"Very little," according to Robert Pindyck in a new working paper.
Integrated assessment models (IAMs to practitioners) stitch together projections from climate models, energy sector models, agronomic crop models, models of other sectors of the economy, and partial or general equilibrium models that account for price and interactions with the broader economy to derive a more comprehensive evaluation of costs and benefits from climate change.
Pindyck is understandably frustrated with the false sense of precision these models can impart. As he explains, a few reasonable tweaks of any of these models can give very different estimates about the social cost of carbon---the price we should pay, but typically don't, for emitting CO2.
Pindyck raises some good criticisms about IAMs, or at least says out loud a lot of things that many economists have quietly said to each other. I'm glad he's bringing our varying assumptions and wildly varying cost-of-carbon estimates out into the open for all to see. Perhaps it will push us to make our modeling efforts a little more useful, or at least more transparent.
He's right to pick on false precision. But I wonder: has anyone really been fooled? My sense is no. ...

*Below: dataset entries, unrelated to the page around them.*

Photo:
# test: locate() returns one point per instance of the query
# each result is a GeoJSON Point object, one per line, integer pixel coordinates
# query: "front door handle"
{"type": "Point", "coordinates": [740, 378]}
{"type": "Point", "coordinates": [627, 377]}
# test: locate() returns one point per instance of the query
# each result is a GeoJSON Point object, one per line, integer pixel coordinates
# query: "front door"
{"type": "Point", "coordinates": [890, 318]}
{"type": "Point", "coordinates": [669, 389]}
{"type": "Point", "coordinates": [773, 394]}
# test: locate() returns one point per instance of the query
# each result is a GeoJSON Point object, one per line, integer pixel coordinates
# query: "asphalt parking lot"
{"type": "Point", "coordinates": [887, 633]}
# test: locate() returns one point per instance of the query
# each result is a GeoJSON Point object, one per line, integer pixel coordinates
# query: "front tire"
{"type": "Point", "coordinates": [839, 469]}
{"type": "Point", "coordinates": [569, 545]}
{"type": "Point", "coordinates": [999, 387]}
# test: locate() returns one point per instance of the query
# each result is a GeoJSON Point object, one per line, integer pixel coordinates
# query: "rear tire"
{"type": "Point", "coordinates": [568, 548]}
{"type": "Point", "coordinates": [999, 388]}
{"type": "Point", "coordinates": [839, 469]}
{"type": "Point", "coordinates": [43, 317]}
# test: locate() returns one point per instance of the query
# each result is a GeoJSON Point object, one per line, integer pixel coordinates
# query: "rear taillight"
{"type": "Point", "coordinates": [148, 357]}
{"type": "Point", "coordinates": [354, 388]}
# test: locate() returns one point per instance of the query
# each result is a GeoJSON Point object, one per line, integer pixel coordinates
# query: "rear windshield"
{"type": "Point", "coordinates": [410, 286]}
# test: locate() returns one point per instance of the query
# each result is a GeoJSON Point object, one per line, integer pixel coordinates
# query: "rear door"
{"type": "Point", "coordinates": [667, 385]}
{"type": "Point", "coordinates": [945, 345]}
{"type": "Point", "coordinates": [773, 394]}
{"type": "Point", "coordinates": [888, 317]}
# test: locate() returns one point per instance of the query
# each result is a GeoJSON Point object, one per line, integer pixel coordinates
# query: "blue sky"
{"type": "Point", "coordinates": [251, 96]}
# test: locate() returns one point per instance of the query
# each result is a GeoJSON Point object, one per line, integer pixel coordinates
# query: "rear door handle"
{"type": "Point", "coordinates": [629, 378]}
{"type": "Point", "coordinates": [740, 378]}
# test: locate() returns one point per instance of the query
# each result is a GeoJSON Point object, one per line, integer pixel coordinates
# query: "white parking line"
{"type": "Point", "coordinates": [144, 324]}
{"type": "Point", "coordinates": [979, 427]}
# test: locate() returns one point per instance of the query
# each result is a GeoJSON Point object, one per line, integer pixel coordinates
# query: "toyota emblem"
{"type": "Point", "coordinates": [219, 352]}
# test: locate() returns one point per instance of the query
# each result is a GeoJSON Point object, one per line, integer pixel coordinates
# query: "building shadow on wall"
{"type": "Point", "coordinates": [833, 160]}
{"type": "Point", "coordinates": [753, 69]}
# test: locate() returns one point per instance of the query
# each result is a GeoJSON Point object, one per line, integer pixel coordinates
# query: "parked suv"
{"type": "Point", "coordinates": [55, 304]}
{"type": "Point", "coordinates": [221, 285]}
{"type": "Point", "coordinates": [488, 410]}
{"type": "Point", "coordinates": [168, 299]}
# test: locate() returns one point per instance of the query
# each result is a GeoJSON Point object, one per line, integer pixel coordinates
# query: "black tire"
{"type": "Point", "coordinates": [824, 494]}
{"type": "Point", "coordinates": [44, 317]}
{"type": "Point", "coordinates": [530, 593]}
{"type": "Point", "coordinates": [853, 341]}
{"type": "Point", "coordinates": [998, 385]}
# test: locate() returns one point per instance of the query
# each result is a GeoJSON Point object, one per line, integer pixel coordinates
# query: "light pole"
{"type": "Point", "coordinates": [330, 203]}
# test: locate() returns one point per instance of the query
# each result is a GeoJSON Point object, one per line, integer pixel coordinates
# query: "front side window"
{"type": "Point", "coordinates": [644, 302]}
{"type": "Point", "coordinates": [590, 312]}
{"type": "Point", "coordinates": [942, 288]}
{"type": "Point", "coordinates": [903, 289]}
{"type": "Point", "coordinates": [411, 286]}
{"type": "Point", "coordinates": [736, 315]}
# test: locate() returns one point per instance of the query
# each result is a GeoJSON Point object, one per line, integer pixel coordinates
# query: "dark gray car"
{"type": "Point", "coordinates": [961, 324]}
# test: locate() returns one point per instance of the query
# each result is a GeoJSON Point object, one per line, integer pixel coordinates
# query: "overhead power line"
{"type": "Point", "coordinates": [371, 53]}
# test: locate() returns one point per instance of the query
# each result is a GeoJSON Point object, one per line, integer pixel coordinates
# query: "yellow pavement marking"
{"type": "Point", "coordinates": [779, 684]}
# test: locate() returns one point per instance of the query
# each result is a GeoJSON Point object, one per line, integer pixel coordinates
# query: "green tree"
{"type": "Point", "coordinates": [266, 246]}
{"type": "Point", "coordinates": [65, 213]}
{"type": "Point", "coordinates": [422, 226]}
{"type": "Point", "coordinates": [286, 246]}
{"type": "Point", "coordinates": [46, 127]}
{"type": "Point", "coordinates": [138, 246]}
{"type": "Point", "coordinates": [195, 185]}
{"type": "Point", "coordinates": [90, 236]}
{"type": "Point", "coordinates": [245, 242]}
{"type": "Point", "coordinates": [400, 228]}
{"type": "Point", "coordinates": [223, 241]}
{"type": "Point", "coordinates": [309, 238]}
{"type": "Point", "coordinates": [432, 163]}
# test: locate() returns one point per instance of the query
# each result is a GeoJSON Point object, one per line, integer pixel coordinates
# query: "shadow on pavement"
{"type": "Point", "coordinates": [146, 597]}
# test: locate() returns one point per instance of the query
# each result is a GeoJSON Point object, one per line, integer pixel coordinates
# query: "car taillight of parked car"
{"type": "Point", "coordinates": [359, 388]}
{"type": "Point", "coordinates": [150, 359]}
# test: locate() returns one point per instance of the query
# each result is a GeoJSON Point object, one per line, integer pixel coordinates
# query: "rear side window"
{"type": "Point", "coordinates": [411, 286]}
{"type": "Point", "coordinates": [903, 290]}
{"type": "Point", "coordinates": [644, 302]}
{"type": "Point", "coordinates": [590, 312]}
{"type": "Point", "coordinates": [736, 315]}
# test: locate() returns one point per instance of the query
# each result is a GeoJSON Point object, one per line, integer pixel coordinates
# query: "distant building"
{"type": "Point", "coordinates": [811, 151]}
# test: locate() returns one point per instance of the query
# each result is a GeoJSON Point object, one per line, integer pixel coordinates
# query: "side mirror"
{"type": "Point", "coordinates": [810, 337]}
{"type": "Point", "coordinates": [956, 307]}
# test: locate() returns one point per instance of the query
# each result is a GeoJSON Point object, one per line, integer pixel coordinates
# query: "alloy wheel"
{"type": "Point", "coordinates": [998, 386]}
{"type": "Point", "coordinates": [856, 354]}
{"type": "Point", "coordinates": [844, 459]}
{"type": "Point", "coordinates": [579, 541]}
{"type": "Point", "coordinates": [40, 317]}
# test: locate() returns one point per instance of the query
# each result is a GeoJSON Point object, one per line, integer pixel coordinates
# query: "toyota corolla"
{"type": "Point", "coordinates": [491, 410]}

Integrated assessment models tell us more than nothing. But, like all sorts of research, the uncertainty inherent in the estimates needs to be presented as well. This is usually done in the fine print and is not what is communicated to the general public. So, my sense is that critics of climate change economics read the fine print and harp on the uncertainty in the results as if the researcher is trying to bury it. I suggest taking the uncertainty out of the fine print and putting it front and center so that we can avoid the red herring criticism.